The citizenship he clung to so fiercely ended up costing him in the end. The paperwork proved too bothersome and Kamara was not signed. He returned to the United States to look for a club and his search forced him to pull out of Sierra Leone’s Cup of Nations qualifiers against Cameroon in early October, something he was loath to do but on which his long-term professional future depended.
Shortly before chatting to The Blizzard, Kamara signed for Columbus Crew - the MLS team who had picked him. For some that may be seen as a move back, but for Kamara, it’s something of a homecoming. “As much as I enjoyed the Premier League, I respect the Major League and the players who are here so much that I had no hesitation in coming back,” he said. “The only thing was that I couldn’t play for the national side. I had to stay here to solidify my next career move. But I hope the guys can do well. The task at hand is big.”
Sierra Leone held Cameroon to a goalless draw – a decent result in itself – but one which meant their chances of appearing at the Cup of Nations in 2015 all but disappeared. Qualifying for tournaments in the future is unlikely unless there is a dramatic upsurge in what Sierra Leone have available to them and Kamara knows it. “We need preparation to be a lot better,” he said. ”That has always been our biggest problem.”
That is only on the field. Sierra Leone has far bigger problems off it and it’s those that Kamara is more driven to solving. In the immediate term, he wants to do something about Ebola, having witnessed its horrors first-hand. “I could not believe what I saw when I went back,” he said. “The disease had spread so much and there was such fear. The problem was that people didn’t believe that it existed at first. I just hope first-world countries can help get things sorted out and that we can do our bit as well. We know that it’s not something we can control so all we can do is to fight together.”

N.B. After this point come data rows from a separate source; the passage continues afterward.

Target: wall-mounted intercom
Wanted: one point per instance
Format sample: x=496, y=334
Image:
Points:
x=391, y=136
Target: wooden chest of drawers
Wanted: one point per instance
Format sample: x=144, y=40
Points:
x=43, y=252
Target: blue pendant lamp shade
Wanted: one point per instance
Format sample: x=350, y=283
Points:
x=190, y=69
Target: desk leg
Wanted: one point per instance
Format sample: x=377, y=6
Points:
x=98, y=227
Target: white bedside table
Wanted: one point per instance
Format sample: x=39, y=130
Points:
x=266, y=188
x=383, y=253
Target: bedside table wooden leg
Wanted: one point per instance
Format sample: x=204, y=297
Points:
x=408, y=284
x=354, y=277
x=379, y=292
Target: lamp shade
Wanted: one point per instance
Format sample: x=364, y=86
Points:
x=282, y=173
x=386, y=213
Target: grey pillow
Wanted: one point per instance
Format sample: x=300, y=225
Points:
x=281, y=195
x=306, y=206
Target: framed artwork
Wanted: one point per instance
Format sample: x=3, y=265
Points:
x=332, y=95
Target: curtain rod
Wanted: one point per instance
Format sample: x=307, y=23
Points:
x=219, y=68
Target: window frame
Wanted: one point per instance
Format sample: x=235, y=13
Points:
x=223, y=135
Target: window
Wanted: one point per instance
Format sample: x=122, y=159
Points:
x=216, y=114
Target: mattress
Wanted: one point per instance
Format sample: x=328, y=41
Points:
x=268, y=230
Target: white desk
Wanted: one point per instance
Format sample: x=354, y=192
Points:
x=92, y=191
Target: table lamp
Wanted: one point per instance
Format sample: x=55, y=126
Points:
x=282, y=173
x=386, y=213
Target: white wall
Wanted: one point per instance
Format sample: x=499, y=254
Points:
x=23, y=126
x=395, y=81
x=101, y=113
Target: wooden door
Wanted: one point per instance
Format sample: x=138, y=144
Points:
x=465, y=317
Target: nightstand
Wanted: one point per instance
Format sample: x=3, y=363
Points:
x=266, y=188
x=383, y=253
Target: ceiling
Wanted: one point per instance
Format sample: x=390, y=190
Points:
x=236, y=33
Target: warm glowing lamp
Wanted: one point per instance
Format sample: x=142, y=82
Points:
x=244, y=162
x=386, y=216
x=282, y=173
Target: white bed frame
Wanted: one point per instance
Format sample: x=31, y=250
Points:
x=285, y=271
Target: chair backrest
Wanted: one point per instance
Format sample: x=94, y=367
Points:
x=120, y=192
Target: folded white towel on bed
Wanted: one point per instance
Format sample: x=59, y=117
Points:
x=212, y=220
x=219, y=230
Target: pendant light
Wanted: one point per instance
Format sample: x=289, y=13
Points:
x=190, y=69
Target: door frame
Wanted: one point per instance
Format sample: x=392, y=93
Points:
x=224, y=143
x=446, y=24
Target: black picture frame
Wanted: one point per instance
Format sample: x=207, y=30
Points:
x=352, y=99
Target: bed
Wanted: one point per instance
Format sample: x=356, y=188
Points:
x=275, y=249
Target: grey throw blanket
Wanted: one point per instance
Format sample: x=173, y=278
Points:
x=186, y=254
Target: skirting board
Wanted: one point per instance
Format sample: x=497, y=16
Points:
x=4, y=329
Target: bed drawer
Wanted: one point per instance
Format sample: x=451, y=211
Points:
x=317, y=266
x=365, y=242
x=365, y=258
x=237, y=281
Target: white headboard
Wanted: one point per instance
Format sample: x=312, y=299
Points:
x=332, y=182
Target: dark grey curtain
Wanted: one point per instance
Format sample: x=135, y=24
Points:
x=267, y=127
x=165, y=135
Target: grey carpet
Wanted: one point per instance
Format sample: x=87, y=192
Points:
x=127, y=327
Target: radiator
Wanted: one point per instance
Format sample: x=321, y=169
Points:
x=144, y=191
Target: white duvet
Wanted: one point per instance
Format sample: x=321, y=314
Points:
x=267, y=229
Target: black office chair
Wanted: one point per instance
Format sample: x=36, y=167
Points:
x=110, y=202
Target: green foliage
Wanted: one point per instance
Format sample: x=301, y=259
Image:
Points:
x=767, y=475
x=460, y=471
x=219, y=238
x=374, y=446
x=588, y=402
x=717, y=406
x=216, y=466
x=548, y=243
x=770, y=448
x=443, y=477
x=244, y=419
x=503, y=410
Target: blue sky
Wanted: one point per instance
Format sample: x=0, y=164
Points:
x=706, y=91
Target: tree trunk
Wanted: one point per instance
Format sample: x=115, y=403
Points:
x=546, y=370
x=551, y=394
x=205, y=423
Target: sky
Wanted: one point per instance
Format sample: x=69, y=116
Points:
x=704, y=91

Once that battle is won, Kamara wants to turn back to the bigger picture of promoting Sierra Leone in a more positive light and he has a plan for how to do it. “I’d like to be a movie star,” he said. “Seriously. I do a bit of television work at the moment but I want to do something to represent Africans and tell a story that the world should know.” He references movies like Captain Phillips, a story about Somali pirates holding hostages, and Machine Gun Preacher, on Somali orphans, as the kind of stories he would like to tell not because of the desperate situations they show but because they tell of people’s attempts to change them.
Does all that mean Kamara will one day return home for good? Even he is not so sure, especially now that he is recently married and thinking of starting a family in the States. “I can never turn down my country but going back permanently is not something that is in my plans right now,” he said. “I just know that I love going home, I will keep going and I enjoy going home every single time.” That he still considers it home says everything about where his heart is.